基調講演 「知的創造と地域の仕事・生活に役立つ図書館に向けて」

〈講師〉
 昭和女子大学特任教授 大串 夏身 氏

 今回の基調講演では、山梨県立図書館の建設構想議論の当初から深く関わってくださった大串夏身氏に、図書館の現状とそこから考えられる地域と図書館の関わり方について、またそれを山梨県の図書館にこれからどう活かしていくべきかという事についてお話をしていただきました。
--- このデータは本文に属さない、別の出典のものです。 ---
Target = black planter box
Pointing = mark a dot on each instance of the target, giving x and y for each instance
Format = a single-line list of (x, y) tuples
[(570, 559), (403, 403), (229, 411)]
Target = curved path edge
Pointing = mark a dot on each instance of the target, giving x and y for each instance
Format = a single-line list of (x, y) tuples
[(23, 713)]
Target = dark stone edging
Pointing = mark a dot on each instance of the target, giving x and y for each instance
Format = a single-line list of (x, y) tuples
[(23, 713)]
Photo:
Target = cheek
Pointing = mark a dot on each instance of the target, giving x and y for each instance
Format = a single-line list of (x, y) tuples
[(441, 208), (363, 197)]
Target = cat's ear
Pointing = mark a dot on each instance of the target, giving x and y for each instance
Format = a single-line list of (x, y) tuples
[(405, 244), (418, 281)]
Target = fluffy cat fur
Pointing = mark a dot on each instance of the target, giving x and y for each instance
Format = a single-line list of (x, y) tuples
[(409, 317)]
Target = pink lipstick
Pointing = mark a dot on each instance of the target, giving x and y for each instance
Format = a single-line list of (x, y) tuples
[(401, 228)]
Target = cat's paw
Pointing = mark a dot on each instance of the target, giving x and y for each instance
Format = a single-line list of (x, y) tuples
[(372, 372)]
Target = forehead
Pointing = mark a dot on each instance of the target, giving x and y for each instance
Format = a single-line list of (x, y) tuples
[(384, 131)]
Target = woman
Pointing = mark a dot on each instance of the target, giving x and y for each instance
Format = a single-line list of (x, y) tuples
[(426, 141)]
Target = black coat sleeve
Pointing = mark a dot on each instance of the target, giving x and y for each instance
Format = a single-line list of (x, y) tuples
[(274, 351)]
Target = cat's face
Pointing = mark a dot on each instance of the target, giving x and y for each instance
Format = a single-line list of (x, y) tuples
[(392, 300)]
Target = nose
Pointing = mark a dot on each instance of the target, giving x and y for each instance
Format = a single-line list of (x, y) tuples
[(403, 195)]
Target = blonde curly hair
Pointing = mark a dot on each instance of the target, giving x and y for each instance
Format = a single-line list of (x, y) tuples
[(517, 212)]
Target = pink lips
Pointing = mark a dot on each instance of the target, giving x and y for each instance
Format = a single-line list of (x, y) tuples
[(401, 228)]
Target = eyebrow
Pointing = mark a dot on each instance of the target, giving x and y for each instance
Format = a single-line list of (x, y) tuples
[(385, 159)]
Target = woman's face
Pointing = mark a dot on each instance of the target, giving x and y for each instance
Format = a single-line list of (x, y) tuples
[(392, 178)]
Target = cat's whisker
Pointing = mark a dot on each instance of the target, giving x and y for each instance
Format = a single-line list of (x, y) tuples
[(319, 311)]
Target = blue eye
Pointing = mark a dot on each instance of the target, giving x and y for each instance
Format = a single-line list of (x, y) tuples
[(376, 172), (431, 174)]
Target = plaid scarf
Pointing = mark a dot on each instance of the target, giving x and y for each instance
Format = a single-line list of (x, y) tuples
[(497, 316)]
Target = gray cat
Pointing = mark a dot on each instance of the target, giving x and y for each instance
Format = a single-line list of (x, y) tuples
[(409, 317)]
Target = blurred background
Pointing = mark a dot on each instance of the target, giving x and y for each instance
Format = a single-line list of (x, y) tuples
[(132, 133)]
 はじめに、県立図書館が新施設となり注目されている今、県民から見て「素晴らしい」と思われる施設であることが重要だと述べられました。今後は、「知的な想像に関わる図書館」「県民の生活と仕事に役立つ図書館」「ITCを活用した新しいメディアに取り組む図書館」「触発する図書館」「県の課題に取り組む図書館」「県民がつくる図書館」としての視点が必要だというご意見をいただきました。また駅前という立地を鑑み、館内を賑やかな空間、音が流れ込む空間、静かな空間に分け、利用者が選べる仕組みがよいという考えを示されました。

 次に、世界的に見ても、情報基盤を整備して、いつでもどこでも情報が手に入る仕組みを構築する必要性があり、図書館にも期待が寄せられていると話されました。1995年のブリュッセル情報閣僚会議において、日本とフランスが電子図書館を担当することになったことを紹介され、図書館の新たな役割として推進していく必要があるとの考えを示されました。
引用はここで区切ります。